Dr. Airik’s past work with the FAN1 gene has led to his securing a new NIH RO1 grant to continue his research into interrogating the role of DNA damage response signaling in the development of chronic kidney disease. FAN1, a DNA structure-specific endonuclease, functions at DNA repair and replication fork stabilization. Individuals with mutations in FAN1 gene develop a form of chronic kidney disease, known as karyomegalic tubulointerstitial nephritis, in their thirties. The affected kidneys display features of aged kidneys, suggesting that FAN1 is required to protect kidneys from premature senescence.

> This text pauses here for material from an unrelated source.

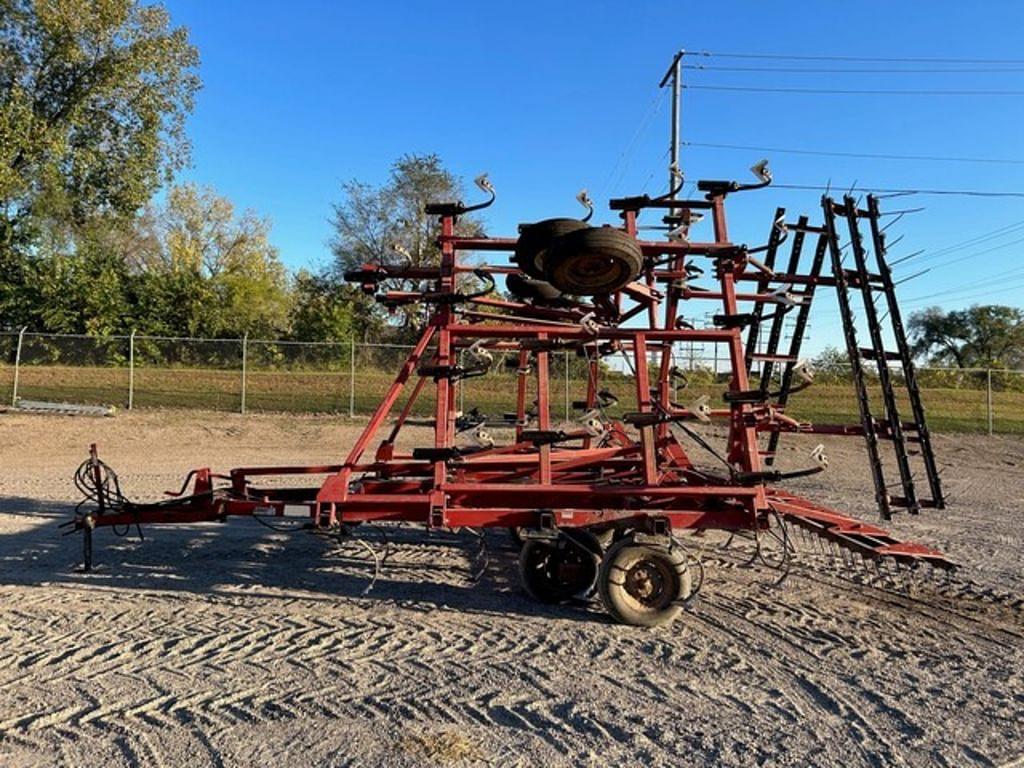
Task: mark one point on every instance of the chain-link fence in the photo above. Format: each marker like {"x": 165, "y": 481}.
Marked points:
{"x": 350, "y": 378}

“DNA damage repair is a very important component of the aging kidney required to avoid chronic kidney disease. Defective DNA repair via genetic mutation appears to be one of the culprits based on our FAN1 knockout model. We’re very interested in how the process of DNA repair through this pathway affords a protective function in the kidney, and are investigating how dysregulation of the process could be targeted therapeutically in order to slow or halt fibrotic progression and CKD,” says Dr. Airik. Dr. Airik’s new RO1 from the National Institute of Diabetes and Digestive and Kidney Diseases (NIDDK) seeks to better understand the damage response that occurs in FAN1 deficient models to better characterize the process and identify targets of possible intervention.
The Role of DNA Damage Response in Chronic Kidney Disease. NIH Project Number: 1R01DK115403-01A1. Principal Investigator: Rannar Airik, PhD. Sponsor: NIDDKD.
Chaki M, Airik R, et al. Exome Capture Reveals ZNF423 and CEP164 Mutations, Linking Renal Ciliopathies to DNA Damage Response Signaling. Cell. 2012; 150(3): 533-548.
Airik R, Schueler M, Airik M, Cho J, Porath JD, Mukerjee E, Sims-Lucas S, Hildebrand F. A FANCD2/FANCI-Associated Nuclease 1-Knockout Model Develops Karyomegalic Interstitial Nephritis. J Am Soc Nephrol. 2016; 27(12): 3552-3559.